See Common Parameters for details on samples, region, and filter parameters.

Variant Filtering¶

The variants parameter accepts:

LIST(VARCHAR) -- variant IDs (matched against ID in .pvar)
LIST(INTEGER) -- 0-based variant indices

When both region and variants are specified, the result is the intersection (variants must match both filters).

Output Columns¶

Variant Orient Mode (Default)¶

Column	Type	Description
`CHROM`	`VARCHAR`	Chromosome
`POS`	`INTEGER`	Base-pair position
`ID`	`VARCHAR`	Variant identifier
`REF`	`VARCHAR`	Reference allele
`ALT`	`VARCHAR`	Alternate allele
`genotypes`	`ARRAY(TINYINT, N)`	Genotype calls, one per sample

Genotype Orient Mode (`orient := 'genotype'`)¶

Column	Type	Description
`CHROM`	`VARCHAR`	Chromosome
`POS`	`INTEGER`	Base-pair position
`ID`	`VARCHAR`	Variant identifier
`REF`	`VARCHAR`	Reference allele
`ALT`	`VARCHAR`	Alternate allele
`FID`	`VARCHAR`	Family ID (from `.psam`)
`IID`	`VARCHAR`	Individual ID (from `.psam`)
`SEX`	`INTEGER`	Sex (from `.psam`)
additional	varies	Any extra `.psam` columns
`genotype`	`TINYINT`	Single genotype value

In genotype orient mode, each row represents one variant-sample combination. The sample metadata columns come from the .psam file and vary depending on what columns are present.

Sample Orient Mode (`orient := 'sample'`)¶

Column	Type	Description
`FID`	`VARCHAR`	Family ID (from `.psam`)
`IID`	`VARCHAR`	Individual ID (from `.psam`)
`SEX`	`INTEGER`	Sex (from `.psam`)
additional	varies	Any extra `.psam` columns
`genotypes`	`ARRAY(TINYINT, M)`	Genotype calls, one per variant

In sample orient mode, each row represents one sample. The genotypes array contains one value per variant (M = effective variant count after filtering). A multi-file list concatenates every shard's variants along this axis (M = total across shards).

Aggregate output (genotypes := 'counts' or 'stats') replaces the array with a per-sample summary STRUCT — how many hom_ref / het / hom_alt / missing genotypes that sample has across the variant range (stats adds n, af, maf, missing_rate, carrier_count, het_rate). These modes stream (they do not materialize the variants × samples matrix), so they are not bounded by plinking_max_matrix_elements and are the fast path for per-individual carrier counting over large variant ranges. See Performance.

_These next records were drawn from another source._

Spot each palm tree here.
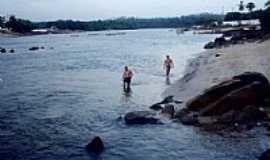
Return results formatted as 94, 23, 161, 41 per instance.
246, 2, 256, 12
239, 1, 245, 11
266, 0, 270, 8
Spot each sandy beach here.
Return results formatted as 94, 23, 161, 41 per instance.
163, 39, 270, 105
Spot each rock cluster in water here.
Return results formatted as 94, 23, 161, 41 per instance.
124, 72, 270, 130
175, 72, 270, 130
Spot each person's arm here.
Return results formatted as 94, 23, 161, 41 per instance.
171, 60, 174, 68
130, 71, 133, 78
163, 60, 166, 70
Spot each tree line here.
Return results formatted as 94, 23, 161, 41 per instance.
0, 13, 224, 33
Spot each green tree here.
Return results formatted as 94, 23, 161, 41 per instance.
246, 2, 256, 12
6, 15, 35, 33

The array/list/struct/columns modes pre-read the genotype matrix at bind time (bounded by plinking_max_matrix_elements, default 16 G elements).

Description¶

read_pfile is the most feature-rich reader function. It combines genotype, variant, and sample data with flexible filtering.

File Discovery¶

By default, read_pfile constructs file paths by appending extensions to the prefix: prefix.pgen, prefix.pvar, prefix.psam. Each can be overridden individually.

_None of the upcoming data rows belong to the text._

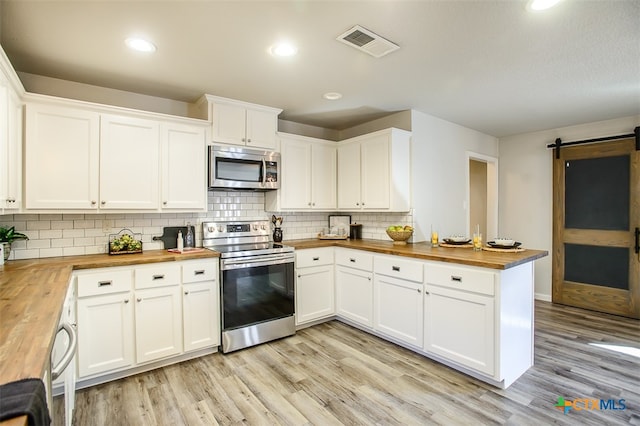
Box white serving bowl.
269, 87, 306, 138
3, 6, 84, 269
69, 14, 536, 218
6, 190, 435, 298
493, 238, 515, 246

Relative prefixes honor DuckDB's file_search_path setting (like read_csv): SET file_search_path='/data/cohort'; SELECT * FROM read_pfile('chr22') resolves chr22.* under that directory. Inputs containing a glob (chr*.pgen) or a registered protocol (pathmacro:...) are expanded via the VFS to concrete local paths before opening — a single glob/URL can fan out to a whole sharded fileset.

Remote / cloud reads (`s3://`, `http`, …)¶

read_pfile (and read_pgen and every plink_* analysis function) can read a .pgen directly from any DuckDB filesystem — s3://, https://, plus the .pvar/.psam companions — with the httpfs extension loaded:

LOAD httpfs;
SELECT IID FROM read_pfile('s3://bucket/cohort', orient := 'sample',
    genotypes := 'counts', region := '17:43000000-43125000',
    include_genotypes := ['het','hom_alt']);   -- carriers in BRCA1, over S3

Credentials/secrets and settings are taken from the query context automatically. A targeted query fetches only the bytes it needs (the variant index + the region's records, via HTTP range reads) — not the whole file — so carrier/range queries over a large remote .pgen are efficient. .pgen I/O is governed by plinking_pgen_io:

`plinking_pgen_io`	behavior
`'auto'` (default)	remote/VFS paths read through the VFS; local paths use native `fopen` (zero overhead)
`'native'`	always native `fopen` — errors on a remote path
`'vfs'`	always through the VFS (even local) — for testing
`'localize'`	materialize a local temp copy of the `.pgen`, then read it natively — best for remote full scans (downloads once, `1×`, instead of range-reads re-fetching). Always copies, even a local source. Temp dir: `plinking_localize_dir` (else DuckDB's `temporary_directory`); per-query, removed when the query finishes.

Caveats: a full scan of a remote .pgen under 'auto' re-reads more than a targeted query (each parallel thread reads the index + its range independently) — use plinking_pgen_io := 'localize' (download once), load the community cache_httpfs extension (a block cache over httpfs), or reduce threads for full-scan-over-remote workloads. 'localize' currently has no size guard, so it will download an arbitrarily large remote .pgen in full at bind. Split-index filesets (a separate .pgen.pgi index instead of an embedded one) are supported transparently — pgenlib derives the <pgen>.pgi companion and it rides the same path as the .pgen (local, remote, and localize).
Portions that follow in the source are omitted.